In [3]:
from datetime import datetime 
start_real = datetime.now()
import numpy as np
import pandas as pd

from sklearn.preprocessing import LabelEncoder
from sklearn.cross_validation import train_test_split
from sklearn.linear_model import Ridge
from sklearn.linear_model import RidgeCV
from sklearn.pipeline import FeatureUnion
from sklearn.feature_extraction.text import CountVectorizer, TfidfVectorizer

from keras.preprocessing.text import Tokenizer
from keras.preprocessing.sequence import pad_sequences
from keras.layers import Input, Dropout, Dense, concatenate, GRU, Embedding, Flatten, Activation
# from keras.layers import Bidirectional
from keras.optimizers import Adam
from keras.models import Model
from keras import backend as K
from nltk.corpus import stopwords
import math
# set seed
np.random.seed(123)

Using TensorFlow backend.


In [4]:
def rmsle(Y, Y_pred):
    assert Y.shape == Y_pred.shape
    return np.sqrt(np.mean(np.square(Y_pred - Y )))

def root_mean_squared_logarithmic_error(y_true, y_pred):
    first_log = K.log(K.clip(y_pred, K.epsilon(), None) + 1.)
    second_log = K.log(K.clip(y_true, K.epsilon(), None) + 1.)
    return K.sqrt(K.mean(K.square(first_log - second_log), axis=-1)+0.0000001)

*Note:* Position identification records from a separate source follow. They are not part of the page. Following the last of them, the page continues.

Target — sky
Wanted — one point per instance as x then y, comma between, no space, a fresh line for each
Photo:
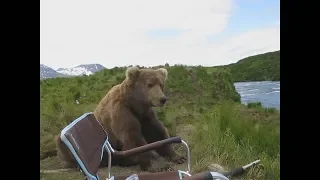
155,32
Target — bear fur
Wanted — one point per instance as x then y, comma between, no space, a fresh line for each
127,114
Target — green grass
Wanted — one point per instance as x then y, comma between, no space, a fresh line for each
204,109
261,67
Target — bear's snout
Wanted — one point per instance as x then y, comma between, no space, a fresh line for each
163,100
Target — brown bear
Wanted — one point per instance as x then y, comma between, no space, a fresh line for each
127,114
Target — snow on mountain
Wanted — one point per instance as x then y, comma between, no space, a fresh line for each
85,69
47,72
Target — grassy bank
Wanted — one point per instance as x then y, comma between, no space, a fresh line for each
261,67
204,109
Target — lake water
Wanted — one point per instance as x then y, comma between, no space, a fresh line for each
266,92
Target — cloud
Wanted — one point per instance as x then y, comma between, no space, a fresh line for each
118,33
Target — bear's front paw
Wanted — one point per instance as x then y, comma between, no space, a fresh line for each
160,168
178,159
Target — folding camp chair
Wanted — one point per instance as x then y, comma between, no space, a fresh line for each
87,140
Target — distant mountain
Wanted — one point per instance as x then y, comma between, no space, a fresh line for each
47,72
84,69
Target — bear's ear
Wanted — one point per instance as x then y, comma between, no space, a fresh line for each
132,72
164,72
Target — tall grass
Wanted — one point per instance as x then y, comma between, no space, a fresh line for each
227,138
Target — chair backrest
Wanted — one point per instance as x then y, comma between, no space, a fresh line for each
86,139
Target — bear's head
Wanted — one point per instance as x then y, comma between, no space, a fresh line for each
147,86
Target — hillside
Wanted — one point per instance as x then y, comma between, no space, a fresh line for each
203,108
262,67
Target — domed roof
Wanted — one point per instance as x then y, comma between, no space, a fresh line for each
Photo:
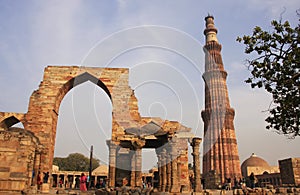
255,161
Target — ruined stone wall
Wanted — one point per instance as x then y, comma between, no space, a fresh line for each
43,109
17,153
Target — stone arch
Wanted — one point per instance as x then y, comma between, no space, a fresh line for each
44,104
77,81
7,120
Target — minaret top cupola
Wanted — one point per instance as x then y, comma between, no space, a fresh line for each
210,31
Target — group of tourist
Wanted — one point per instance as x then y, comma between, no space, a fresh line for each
82,183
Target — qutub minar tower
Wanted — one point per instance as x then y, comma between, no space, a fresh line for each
220,151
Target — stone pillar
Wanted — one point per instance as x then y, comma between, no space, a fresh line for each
37,167
174,173
133,169
159,164
138,167
179,170
168,170
112,163
196,160
163,170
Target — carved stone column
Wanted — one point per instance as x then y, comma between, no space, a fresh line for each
37,167
112,163
138,145
196,160
174,173
159,164
163,170
132,176
168,170
138,167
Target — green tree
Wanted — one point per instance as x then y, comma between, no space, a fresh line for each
275,66
75,162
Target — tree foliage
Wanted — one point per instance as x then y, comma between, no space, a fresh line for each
75,162
275,67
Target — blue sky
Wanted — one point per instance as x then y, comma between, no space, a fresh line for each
34,34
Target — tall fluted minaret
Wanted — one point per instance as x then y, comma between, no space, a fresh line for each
220,150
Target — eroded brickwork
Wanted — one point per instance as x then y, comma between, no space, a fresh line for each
220,151
18,149
41,120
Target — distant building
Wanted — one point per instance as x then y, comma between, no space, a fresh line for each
264,173
258,166
290,171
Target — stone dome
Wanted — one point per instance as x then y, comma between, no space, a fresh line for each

def root_mean_squared_error(y_true, y_pred):
    return K.sqrt(K.mean(K.square(y_pred - y_true), axis=-1)+0.0000001)


In [5]:
%%time

FLAG_LOAD_TEST = False
FLAG_MAKE_SAMPLE = True

train_df = pd.read_table('input/train.tsv')
if FLAG_MAKE_SAMPLE:
    train_df = train_df.sample(10000)
print(train_df.shape)

if FLAG_LOAD_TEST:
    test_df = pd.read_table('input/test.tsv')
    print(test_df.shape)

(10000, 8)


NameError: name 'test_df' is not defined

In [6]:
# remove low prices
train_df = train_df.drop(train_df[(train_df.price < 3.0)].index)
train_df.shape

(9995, 8)

In [7]:
%%time
# get name and description lengths
def wordCount(text):
    try:
        if text == 'No description yet':
            return 0
        else:
            text = text.lower()
            words = [w for w in text.split(" ")]
            return len(words)
    except: 
        return 0
train_df['desc_len'] = train_df['item_description'].apply(lambda x: wordCount(x))
train_df['name_len'] = train_df['name'].apply(lambda x: wordCount(x))

if FLAG_LOAD_TEST:
    test_df['desc_len'] = test_df['item_description'].apply(lambda x: wordCount(x))
    test_df['name_len'] = test_df['name'].apply(lambda x: wordCount(x))

train_df.head()

Wall time: 45 ms


In [8]:
%%time
# split category name into 3 parts
def split_cat(text):
    try: return text.split("/")
    except: return ("No Label", "No Label", "No Label")
train_df['subcat_0'], train_df['subcat_1'], train_df['subcat_2'] = \
zip(*train_df['category_name'].apply(lambda x: split_cat(x)))

if FLAG_LOAD_TEST:
    test_df['subcat_0'], test_df['subcat_1'], test_df['subcat_2'] = \
    zip(*test_df['category_name'].apply(lambda x: split_cat(x)))

Wall time: 18 ms


In [9]:
%%time


full_set = pd.concat([train_df])
if FLAG_LOAD_TEST:
    full_set = pd.concat([train_df,test_df])
    
all_brands = set(full_set['brand_name'].values)
train_df.brand_name.fillna(value="missing", inplace=True)

if FLAG_LOAD_TEST:
    test_df.brand_name.fillna(value="missing", inplace=True)

# get to finding!
premissing = len(train_df.loc[train_df['brand_name'] == 'missing'])
def brandfinder(line):
    brand = line[0]
    name = line[1]
    namesplit = name.split(' ')
    if brand == 'missing':
        for x in namesplit:
            if x in all_brands:
                return name
    if name in all_brands:
        return name
    return brand
train_df['brand_name'] = train_df[['brand_name','name']].apply(brandfinder, axis = 1)

if FLAG_LOAD_TEST:
    test_df['brand_name'] = test_df[['brand_name','name']].apply(brandfinder, axis = 1)
found = premissing-len(train_df.loc[train_df['brand_name'] == 'missing'])
print(found)

420
Wall time: 226 ms


Standard split the train test for validation and log the price

In [10]:
# Scale target variable to log.
train_df["target"] = np.log1p(train_df.price)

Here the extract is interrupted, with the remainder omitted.